The novelist may not be able to save lives or to have the immediate impact that finances, food, and medicine can have. But we do important repair work in the realm of the imagination. We can spark interest in a place, respect for a culture, empathy for a people. We can build bridges. Maybe we can even airlift readers’ hearts to safety.
This is not to say I am no longer rattled by current events as they impact the settings of my novels. Last month, a suicide bomber set off an explosion in Istanbul’s Sultanahmet district. Ten tourists died. It happened in the heart of old Istanbul, and the heart of my novel, where my main character stays in her aunt’s hotel. Where she falls for a boy, where she unravels a mystery, where she makes an important friend. It’s a beautiful part of the city, steeped in mystery and history. I once sat in that very spot myself, eating Turkish pastries, marveling at how lucky I was to visit such a place, and dreaming of a story I might set there someday.

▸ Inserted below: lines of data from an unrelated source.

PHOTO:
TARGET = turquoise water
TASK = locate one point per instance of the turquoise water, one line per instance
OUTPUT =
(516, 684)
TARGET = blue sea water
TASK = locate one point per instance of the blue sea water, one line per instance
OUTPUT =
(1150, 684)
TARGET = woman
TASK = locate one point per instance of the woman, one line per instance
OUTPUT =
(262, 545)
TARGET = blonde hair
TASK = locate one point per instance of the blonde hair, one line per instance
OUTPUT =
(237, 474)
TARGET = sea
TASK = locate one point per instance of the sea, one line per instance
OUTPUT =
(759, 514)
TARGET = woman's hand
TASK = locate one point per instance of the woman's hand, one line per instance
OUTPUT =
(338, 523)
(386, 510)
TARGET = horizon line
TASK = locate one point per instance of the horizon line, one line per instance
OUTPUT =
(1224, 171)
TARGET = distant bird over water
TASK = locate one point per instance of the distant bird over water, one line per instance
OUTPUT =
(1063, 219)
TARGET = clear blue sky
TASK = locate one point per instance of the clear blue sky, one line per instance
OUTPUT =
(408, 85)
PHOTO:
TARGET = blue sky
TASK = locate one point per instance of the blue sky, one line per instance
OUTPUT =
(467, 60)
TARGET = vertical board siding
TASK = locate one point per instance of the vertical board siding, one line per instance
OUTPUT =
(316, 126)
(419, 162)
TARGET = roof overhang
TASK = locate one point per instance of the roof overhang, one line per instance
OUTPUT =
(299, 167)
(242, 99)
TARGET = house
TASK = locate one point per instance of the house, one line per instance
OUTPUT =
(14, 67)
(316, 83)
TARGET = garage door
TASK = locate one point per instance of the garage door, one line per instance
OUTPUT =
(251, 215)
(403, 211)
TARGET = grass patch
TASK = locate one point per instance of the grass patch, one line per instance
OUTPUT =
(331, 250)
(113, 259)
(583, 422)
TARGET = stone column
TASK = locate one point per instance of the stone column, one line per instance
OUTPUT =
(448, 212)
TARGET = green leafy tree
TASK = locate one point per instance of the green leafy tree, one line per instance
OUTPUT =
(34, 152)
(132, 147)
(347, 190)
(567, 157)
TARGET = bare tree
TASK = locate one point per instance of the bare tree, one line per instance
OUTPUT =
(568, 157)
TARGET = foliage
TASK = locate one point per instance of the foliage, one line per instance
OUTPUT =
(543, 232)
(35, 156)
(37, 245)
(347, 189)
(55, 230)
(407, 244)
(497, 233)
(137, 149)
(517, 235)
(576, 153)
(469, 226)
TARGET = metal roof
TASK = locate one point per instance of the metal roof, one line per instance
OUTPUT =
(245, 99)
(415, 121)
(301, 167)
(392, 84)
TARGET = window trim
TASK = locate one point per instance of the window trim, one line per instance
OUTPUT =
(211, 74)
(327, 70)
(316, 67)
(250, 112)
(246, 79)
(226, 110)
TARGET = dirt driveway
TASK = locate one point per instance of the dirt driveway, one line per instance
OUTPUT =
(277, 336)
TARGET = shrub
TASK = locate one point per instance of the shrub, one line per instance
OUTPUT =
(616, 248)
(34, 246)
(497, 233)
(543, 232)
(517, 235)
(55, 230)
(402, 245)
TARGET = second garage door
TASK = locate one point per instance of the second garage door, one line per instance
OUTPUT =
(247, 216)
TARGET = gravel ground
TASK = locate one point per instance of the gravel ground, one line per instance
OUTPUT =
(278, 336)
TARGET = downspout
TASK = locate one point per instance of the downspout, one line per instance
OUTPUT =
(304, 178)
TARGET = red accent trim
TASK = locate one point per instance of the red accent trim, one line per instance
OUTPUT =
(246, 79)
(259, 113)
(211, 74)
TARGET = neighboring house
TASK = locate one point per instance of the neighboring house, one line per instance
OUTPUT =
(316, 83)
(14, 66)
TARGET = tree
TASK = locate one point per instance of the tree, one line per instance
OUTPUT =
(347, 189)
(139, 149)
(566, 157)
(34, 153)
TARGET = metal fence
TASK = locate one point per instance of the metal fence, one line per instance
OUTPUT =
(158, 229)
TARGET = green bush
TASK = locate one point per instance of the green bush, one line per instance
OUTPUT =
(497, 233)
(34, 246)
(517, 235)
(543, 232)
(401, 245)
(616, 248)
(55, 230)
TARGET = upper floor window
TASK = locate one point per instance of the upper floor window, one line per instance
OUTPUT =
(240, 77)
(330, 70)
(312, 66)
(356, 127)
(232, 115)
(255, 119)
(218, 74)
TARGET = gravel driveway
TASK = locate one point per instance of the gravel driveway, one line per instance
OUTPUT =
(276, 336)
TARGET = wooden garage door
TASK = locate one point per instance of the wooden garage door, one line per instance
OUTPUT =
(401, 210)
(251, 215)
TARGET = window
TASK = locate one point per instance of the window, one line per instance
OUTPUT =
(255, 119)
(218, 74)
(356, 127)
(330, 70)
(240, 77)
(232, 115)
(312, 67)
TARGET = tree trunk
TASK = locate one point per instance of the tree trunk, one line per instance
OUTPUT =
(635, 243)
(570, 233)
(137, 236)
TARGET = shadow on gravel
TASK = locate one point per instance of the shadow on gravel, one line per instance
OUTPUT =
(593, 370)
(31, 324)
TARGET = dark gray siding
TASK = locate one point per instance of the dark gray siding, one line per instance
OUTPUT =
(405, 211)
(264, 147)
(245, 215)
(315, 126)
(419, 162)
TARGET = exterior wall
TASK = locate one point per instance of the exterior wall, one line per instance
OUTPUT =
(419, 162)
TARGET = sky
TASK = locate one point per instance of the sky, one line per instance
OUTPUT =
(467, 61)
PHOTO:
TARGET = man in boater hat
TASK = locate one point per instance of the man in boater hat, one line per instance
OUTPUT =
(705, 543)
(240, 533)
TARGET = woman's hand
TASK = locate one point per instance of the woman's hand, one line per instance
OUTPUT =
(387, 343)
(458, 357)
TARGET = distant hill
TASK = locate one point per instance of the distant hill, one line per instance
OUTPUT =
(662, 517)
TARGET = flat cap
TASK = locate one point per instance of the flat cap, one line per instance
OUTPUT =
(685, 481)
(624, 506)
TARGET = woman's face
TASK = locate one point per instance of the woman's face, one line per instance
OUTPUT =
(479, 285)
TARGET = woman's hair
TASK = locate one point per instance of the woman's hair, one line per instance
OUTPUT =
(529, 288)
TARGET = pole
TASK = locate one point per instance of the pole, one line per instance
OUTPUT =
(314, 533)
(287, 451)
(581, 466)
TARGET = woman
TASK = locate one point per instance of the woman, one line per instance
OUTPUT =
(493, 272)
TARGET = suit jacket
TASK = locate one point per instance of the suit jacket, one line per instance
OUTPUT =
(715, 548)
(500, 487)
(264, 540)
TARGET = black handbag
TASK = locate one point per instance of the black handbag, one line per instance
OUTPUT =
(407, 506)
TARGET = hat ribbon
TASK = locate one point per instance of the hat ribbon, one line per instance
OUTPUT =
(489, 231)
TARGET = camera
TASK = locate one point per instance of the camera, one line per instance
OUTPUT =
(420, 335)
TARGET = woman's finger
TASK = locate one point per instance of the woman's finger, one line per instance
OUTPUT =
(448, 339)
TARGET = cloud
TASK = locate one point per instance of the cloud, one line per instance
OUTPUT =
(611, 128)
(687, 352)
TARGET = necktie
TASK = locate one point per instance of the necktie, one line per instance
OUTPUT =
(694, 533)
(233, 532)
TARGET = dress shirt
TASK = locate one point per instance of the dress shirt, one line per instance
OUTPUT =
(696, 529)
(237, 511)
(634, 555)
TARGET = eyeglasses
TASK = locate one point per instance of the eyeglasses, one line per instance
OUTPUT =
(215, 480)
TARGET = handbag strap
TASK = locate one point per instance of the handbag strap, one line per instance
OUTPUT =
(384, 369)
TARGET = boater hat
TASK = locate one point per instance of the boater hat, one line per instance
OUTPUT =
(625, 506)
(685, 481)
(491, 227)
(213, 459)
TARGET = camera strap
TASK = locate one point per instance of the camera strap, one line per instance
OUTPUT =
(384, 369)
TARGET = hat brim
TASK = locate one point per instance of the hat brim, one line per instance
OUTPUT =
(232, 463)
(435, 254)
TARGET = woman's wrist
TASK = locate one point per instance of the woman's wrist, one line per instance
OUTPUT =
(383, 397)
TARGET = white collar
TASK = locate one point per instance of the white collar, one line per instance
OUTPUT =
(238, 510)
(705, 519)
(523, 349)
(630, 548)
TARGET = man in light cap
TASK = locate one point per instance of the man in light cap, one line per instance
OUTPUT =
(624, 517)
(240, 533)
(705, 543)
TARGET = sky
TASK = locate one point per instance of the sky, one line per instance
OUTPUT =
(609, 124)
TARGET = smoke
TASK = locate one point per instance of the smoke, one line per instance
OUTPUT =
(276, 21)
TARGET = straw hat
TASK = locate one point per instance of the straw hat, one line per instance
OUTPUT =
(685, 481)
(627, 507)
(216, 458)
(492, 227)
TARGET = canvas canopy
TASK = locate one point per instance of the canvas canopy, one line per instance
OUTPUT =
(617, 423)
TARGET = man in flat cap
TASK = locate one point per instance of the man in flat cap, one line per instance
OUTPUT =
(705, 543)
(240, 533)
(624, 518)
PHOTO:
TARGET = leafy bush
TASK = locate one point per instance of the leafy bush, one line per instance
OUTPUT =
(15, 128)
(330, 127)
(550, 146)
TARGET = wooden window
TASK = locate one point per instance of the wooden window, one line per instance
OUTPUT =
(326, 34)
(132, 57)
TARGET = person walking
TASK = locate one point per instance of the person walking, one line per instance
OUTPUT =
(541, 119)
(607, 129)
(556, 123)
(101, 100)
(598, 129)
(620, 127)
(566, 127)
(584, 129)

The area around the Hippodrome is now roped off, a crime scene, the site of tragedy. It pains me to see the pictures and to read about the ongoing investigation. I force myself to read those stories; they are important to learn. But it offers me a little comfort to know the heart of that Istanbul neighborhood still beats strong in my novel. There, the ground is not bloodstained or covered in shrapnel. There, in the fictional terrain of the novel, I hope young readers can discover the way it was, and the way it might be again.